Nadine Spencer

Women’s History Month Message

As I look back at an active and successful Women’s History Month, I am struck by how many of the issues that we have fought for over the years are once again taking center stage in society. The fight for women’s rights has been a long and challenging one, spanning generations and even centuries as we have worked toward voting rights, reproductive rights, freedom from domestic violence, and equality in the workplace and society in general. In recent generations, that fight has also extended to the rights of Black women specifically, and we have seen much progress in this regard.
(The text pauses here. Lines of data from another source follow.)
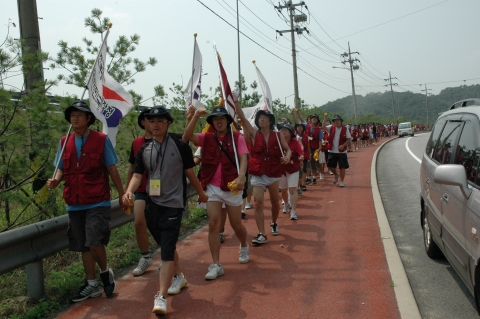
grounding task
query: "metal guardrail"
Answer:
[0,184,197,298]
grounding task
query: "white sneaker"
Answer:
[238,244,250,264]
[205,264,225,280]
[283,202,292,214]
[152,293,167,315]
[132,257,153,276]
[168,273,187,295]
[290,210,297,220]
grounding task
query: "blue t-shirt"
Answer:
[53,135,118,212]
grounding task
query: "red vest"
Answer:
[305,124,321,152]
[132,136,147,193]
[328,125,347,152]
[285,138,303,174]
[62,130,110,205]
[200,132,241,192]
[248,131,284,177]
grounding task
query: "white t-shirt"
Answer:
[327,125,352,153]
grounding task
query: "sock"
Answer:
[87,279,98,287]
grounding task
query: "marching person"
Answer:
[183,106,249,280]
[277,124,303,220]
[47,100,123,302]
[125,109,153,276]
[322,113,352,187]
[123,106,206,314]
[235,101,292,245]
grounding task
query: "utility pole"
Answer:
[384,71,398,123]
[422,83,432,127]
[275,0,309,109]
[341,42,360,124]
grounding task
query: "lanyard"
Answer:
[150,135,169,175]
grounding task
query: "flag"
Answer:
[217,52,236,118]
[87,33,134,147]
[254,64,273,114]
[185,39,203,109]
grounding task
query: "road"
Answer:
[377,134,479,318]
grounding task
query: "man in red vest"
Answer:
[322,113,352,187]
[183,106,249,280]
[235,101,292,245]
[47,101,123,302]
[125,108,153,276]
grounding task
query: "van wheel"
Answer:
[423,214,443,259]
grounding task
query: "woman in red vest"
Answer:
[183,106,249,280]
[235,101,292,245]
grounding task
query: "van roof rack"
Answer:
[450,98,480,110]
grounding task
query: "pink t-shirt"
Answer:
[197,133,248,187]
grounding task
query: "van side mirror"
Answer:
[433,164,472,199]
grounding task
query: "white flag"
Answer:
[185,40,203,109]
[87,33,134,147]
[254,64,273,114]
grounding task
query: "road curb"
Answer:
[370,139,422,319]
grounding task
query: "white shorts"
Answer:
[280,172,298,189]
[205,184,243,206]
[250,174,280,190]
[318,152,326,164]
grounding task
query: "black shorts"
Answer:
[327,152,350,168]
[145,201,183,261]
[67,206,111,252]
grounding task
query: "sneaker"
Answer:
[100,268,116,297]
[70,282,102,302]
[252,233,268,245]
[152,293,167,315]
[290,210,297,220]
[168,273,187,295]
[205,264,225,280]
[220,233,225,244]
[270,222,280,236]
[283,202,292,214]
[238,244,250,264]
[132,257,153,276]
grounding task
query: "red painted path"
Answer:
[58,140,400,319]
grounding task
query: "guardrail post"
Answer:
[26,260,45,299]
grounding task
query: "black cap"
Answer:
[207,106,233,126]
[255,110,275,130]
[64,100,95,126]
[137,108,150,130]
[145,105,173,122]
[332,115,343,123]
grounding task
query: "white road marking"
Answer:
[405,138,422,163]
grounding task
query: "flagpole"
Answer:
[190,33,197,105]
[252,60,283,154]
[52,22,112,185]
[213,42,240,175]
Unfortunately, we still have a long way to go before women—and Black women in particular—truly enjoy the equality and access to resources and protections that a democracy should provide. And in recent years, it appears that some of our hard-fought victories are at risk of being reversed. One only has to look at the overturning of Roe v. Wade in the US to realize how fragile the rights we enjoy are and how quickly they can be lost. Meanwhile, ongoing racial tensions and political divisiveness have led to an increase in violence and overt bigotry, at a time when one would think these stains on society would be a thing of the past.

Clearly, we still have a lot of work to do when it comes to advocating for and protecting women’s rights—perhaps now more than ever. I have had the privilege throughout my career to help further women’s rights and particularly Black women’s rights, both through my for-profit enterprises and non-profit work with organizations such as the Black Business and Professional Association. Over the past few years, the BOSS Women and Rise Up! programs have been particularly inspirational for me, as I have had the opportunity to interact with hundreds of passionate, drive, talented women who believe not only in their right to succeed, but also how essential it is for our community that they do so. I am extremely proud of these women, and of these programs in general, and do believe that our future remains bright, regardless of the challenges we currently face.
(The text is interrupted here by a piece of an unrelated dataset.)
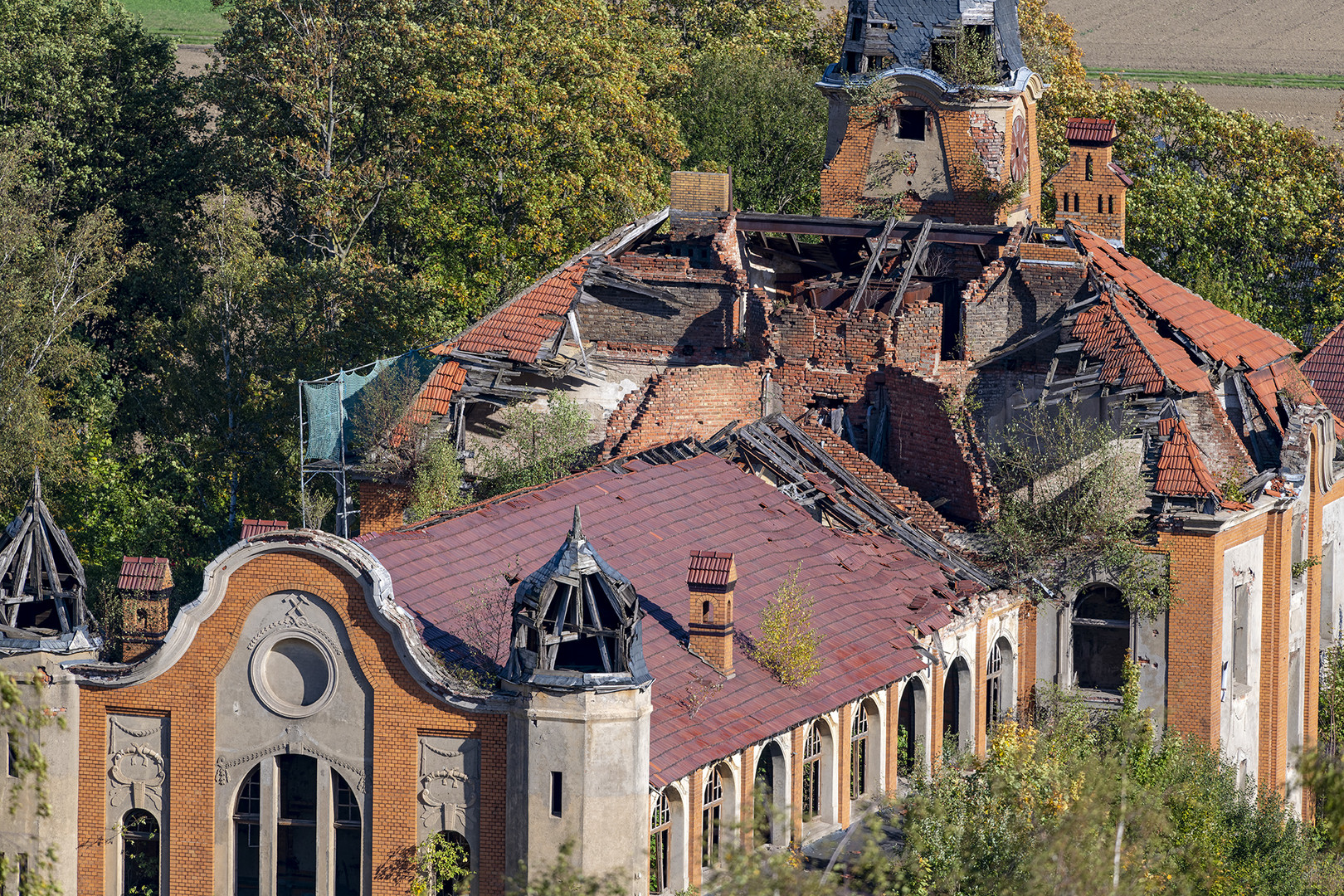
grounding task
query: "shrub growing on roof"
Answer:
[752,562,821,688]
That being said, I believe that it is essential that we as a society redouble our efforts and recommit ourselves to working toward equality for all people, particularly those demographics that are disenfranchised on multiple levels, such as Black women. I encourage you all to build on the work that has been done over the past few years, draw inspiration from the energy of Women’s History Month, and join together in solidarity with your fellow community members. Those who are against change, diversity, and equality are doing their worst because they know that their time is coming to a close and this makes them angry and afraid, but together we can overcome their bigotry and build a society that is tolerant, inclusive, and respectful of all people. Things may be dark now, but a brighter time is coming.